In 2007, it got a reprieve. A last-minute ruling by a judge saved the proud chestnut tree that Anne Frank had gazed at as she was hiding from the Nazis in her Amsterdam attic. It had been slated for felling due to an illness which had made it instable.
On Monday, however, a storm knocked over the 150-year-old tree, weakened as it was by fungus and moths. "Someone yelled, it's falling. The tree is falling," museum spokeswoman Maatje Mostart told the Associated Press. "Luckily, no one was hurt."
The tree, which had offered comfort to Anne Frank and her family during their 25 months in hiding, did little damage as it fell, and the Anne Frank House museum was untouched. High winds and heavy rain have been blamed for the chestnut's demise.
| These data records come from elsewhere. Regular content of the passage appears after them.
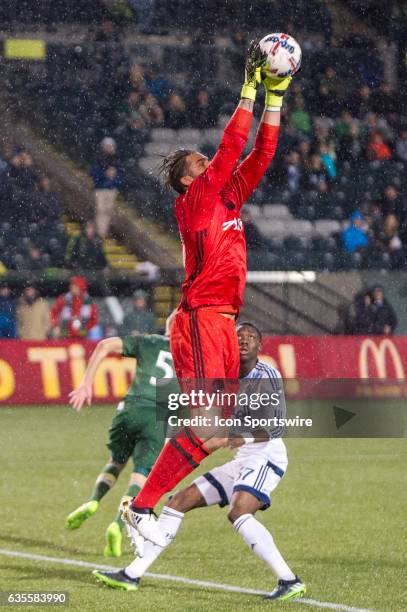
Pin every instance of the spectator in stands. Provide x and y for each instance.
(157, 84)
(382, 317)
(35, 258)
(304, 151)
(74, 314)
(313, 174)
(361, 103)
(293, 170)
(130, 107)
(328, 161)
(151, 112)
(8, 328)
(107, 180)
(175, 110)
(46, 208)
(254, 240)
(136, 78)
(33, 315)
(350, 147)
(384, 102)
(401, 146)
(355, 236)
(85, 251)
(21, 170)
(392, 202)
(389, 236)
(301, 119)
(139, 320)
(377, 149)
(357, 316)
(202, 112)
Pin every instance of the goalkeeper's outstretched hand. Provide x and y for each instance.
(275, 90)
(254, 60)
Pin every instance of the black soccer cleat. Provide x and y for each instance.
(288, 589)
(117, 580)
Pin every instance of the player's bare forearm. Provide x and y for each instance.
(83, 393)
Three years ago, the tree became the subject of a court battle after the city had publicized plans to remove it due to its advancing frailty and the risk of injury should it topple over. The Netherlands' Trees Institute took the lead in a campaign to save the tree and ultimately a steel support system was installed to prevent it from falling over. On Monday, however, the system proved inadequate.
'As They Glide on the Wind'
Anne Frank mentioned the tree several times in her world famous diary. "Nearly every morning I go to the attic to blow the stuffy air out of my lungs," she wrote on Feb. 23, 1944. "From my favorite spot on the floor I can look up at the blue sky and the bare chestnut tree, on whose branches little raindrops shine, appearing like silver, and at the seagulls and other birds as they glide on the wind."
The Nazis discovered the Frank family hideout and raided it on Aug. 4, 1944. She and her sister Margot both died in the Bergen-Belsen concentration camp in March 1945.
When the support system was installed in 2007, conservationists had hoped that the tree could survive for "several more decades." A number of grafts have been taken of the tree over the years. Whether a new tree will be planted in exactly the same spot depends on the approval of the Anne Frank House's neighbors, on whose land the original tree stood.